Fritz Zurbrügg: Negative interest rates: necessary from a monetary policy perspective - but with what risks for the banks?

Speech by Mr Fritz Zurbrügg, Vice Chairman of the Governing Board of the Swiss National Bank, to the Volkswirtschaftliche Gesellschaft des Kantons Bern, Berne, 24 November 2016.

The views expressed in this speech are those of the speaker and not the view of the BIS.

Central bank speech  | 
29 November 2016

Ladies and gentlemen

Thank you for inviting me to speak at your annual general meeting. It has become something of a tradition for members of the Governing Board of the Swiss National Bank to appear before your society, the Volkswirtschaftliche Gesellschaft des Kantons Bern, and I am honoured to continue this tradition. In November 2012, my colleague Thomas Jordan began his speech by citing a few figures to underline just how much the world had changed since the financial crisis.
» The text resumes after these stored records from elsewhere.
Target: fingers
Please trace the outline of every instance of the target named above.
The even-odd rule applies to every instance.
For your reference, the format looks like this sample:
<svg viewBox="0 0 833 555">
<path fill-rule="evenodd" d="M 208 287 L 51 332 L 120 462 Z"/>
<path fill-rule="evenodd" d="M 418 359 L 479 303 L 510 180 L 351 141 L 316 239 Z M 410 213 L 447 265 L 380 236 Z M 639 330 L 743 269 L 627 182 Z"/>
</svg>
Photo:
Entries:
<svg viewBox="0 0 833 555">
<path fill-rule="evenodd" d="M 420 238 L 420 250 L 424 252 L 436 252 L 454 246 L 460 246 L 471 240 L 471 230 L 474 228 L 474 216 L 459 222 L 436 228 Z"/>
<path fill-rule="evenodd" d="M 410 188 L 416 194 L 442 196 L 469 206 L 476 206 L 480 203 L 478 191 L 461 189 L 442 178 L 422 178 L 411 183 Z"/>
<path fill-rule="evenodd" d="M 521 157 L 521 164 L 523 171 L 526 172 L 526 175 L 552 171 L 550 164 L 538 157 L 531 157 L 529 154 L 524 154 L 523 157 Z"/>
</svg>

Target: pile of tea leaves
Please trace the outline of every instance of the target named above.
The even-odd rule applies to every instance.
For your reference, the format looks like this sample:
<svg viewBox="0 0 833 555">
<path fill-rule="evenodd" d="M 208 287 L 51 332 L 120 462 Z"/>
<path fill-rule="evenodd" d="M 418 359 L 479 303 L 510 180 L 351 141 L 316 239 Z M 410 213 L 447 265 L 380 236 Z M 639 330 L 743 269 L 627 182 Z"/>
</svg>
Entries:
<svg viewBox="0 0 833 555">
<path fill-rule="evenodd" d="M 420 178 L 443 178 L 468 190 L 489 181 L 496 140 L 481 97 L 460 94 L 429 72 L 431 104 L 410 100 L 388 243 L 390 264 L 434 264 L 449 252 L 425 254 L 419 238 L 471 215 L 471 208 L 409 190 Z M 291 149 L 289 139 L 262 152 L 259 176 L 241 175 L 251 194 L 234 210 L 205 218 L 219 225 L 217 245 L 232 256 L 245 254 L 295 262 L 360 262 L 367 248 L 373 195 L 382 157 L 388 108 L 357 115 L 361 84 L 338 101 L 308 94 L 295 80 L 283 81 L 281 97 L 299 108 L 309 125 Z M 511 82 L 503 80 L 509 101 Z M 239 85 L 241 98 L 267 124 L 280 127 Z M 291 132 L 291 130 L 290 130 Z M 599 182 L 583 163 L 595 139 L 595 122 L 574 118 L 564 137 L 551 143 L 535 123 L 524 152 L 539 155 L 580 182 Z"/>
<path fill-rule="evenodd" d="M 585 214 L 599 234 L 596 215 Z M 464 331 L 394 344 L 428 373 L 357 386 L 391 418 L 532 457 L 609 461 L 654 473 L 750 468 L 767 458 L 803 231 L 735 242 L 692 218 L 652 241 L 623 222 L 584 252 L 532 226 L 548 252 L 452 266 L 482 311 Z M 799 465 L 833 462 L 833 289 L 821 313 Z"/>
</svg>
The Swiss franc exchange rate to the euro had fallen from 1.65 to 1.20, shortterm interest rates had decreased from 2.5% to almost zero, and the yield on ten-year Confederation bonds was just 0.5%. Who would have thought that, four years later, we would be confronted with an even stronger franc and even lower - indeed negative - short and longterm interest rates?